I loved supporting others, and I found genuine purpose in helping organisations grow stronger and communities become healthier. From the outside, my life looked capable and deeply meaningful. What I couldn’t yet see was that I had become so comfortable carrying the needs of others that I no longer knew how to let someone carry mine.
For years, I assumed those qualities were simply my personality. My independence, my instinct to care for others before myself, my comfort in carrying difficult situations and my reluctance to ask for help all felt so natural that I rarely questioned where they had come from.
That understanding only began to shift in the past few years. After undergoing a comprehensive evaluation, I was diagnosed with ADHD and complex PTSD, two diagnoses that explained far more about my nervous system than decades of self-criticism ever had.
Around the same time, I discovered the work of Dr Jana Hunsley, whose research explores the experiences of biological children growing up in adoptive families and the ways they often absorb the vicarious trauma carried by their adopted siblings.

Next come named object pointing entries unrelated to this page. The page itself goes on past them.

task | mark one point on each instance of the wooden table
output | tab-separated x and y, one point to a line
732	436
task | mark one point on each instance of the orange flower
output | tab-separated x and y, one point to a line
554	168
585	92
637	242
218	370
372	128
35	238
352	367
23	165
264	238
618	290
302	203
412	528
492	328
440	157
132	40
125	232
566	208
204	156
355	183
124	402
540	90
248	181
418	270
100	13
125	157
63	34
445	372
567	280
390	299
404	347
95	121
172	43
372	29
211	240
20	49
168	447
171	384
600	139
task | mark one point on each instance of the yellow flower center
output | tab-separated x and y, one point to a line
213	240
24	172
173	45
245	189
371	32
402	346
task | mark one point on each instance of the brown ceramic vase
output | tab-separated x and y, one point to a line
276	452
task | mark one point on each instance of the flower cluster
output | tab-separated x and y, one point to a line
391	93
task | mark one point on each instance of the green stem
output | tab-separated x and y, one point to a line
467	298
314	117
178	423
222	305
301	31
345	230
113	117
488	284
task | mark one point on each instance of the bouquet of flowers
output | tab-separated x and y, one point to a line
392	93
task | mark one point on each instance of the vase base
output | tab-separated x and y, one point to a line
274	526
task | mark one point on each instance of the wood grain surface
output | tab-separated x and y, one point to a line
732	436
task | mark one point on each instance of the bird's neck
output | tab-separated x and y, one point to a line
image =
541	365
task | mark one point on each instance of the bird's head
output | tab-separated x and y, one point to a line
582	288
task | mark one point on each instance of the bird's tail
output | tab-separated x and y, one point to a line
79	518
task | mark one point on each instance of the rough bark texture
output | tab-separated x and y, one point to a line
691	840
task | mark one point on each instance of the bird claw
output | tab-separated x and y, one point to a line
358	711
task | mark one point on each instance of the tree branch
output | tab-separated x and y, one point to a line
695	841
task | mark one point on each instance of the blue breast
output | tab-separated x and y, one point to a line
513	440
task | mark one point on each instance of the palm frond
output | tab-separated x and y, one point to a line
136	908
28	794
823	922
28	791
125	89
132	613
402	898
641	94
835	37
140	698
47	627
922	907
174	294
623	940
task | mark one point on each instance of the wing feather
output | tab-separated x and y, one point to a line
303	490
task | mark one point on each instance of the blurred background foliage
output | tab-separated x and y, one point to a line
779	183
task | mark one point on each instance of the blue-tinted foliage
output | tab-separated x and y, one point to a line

Reading her work felt less like discovering something new than finally finding language for something I had always known but had never been able to name.
For the first time, I understood that my story had never been separate from my siblings’ stories. Growing up alongside children who had experienced profound loss shaped me in ways I had never fully appreciated. Their grief mattered. Their healing mattered. And quietly, almost invisibly, their experiences shaped the child standing beside them. Recognising that truth has never diminished my compassion for my siblings. If anything, it has expanded my compassion for all of us.
Perhaps that is the real myth of the easy child. We assume they need less when, in reality, they have become extraordinarily skilled at adapting to the needs of everyone around them. Their silence is often mistaken for resilience, their independence for strength, and their self-sufficiency for evidence that they are somehow untouched by the family’s emotional life. More often than not, they are deeply affected, but learn to carry it quietly.
Today, when I think about the little girl who spent so many years trying not to ask for too much, I don’t feel sadness or regret. I feel an overwhelming sense of tenderness. She wasn’t disappearing because she believed she mattered less. She was doing what children have always done. She was reading the world around her, loving the people entrusted to her, and adapting in the only way she knew how.
The work of adulthood has not been to become someone different. It has been to gently thank that little girl for everything she carried while reminding her that she no longer has to earn her place by doing more while taking up less space.
The stories we write about ourselves as children can shape us for decades, but they are not life sentences. With understanding comes choice, and with choice comes the possibility of writing a different ending.
Children make perfect sense once we understand the environment that shaped them. Looking back, the little girl who became the easy child is understandable to me now. Realising this has changed the way I see my childhood, my family, and, perhaps most importantly, myself.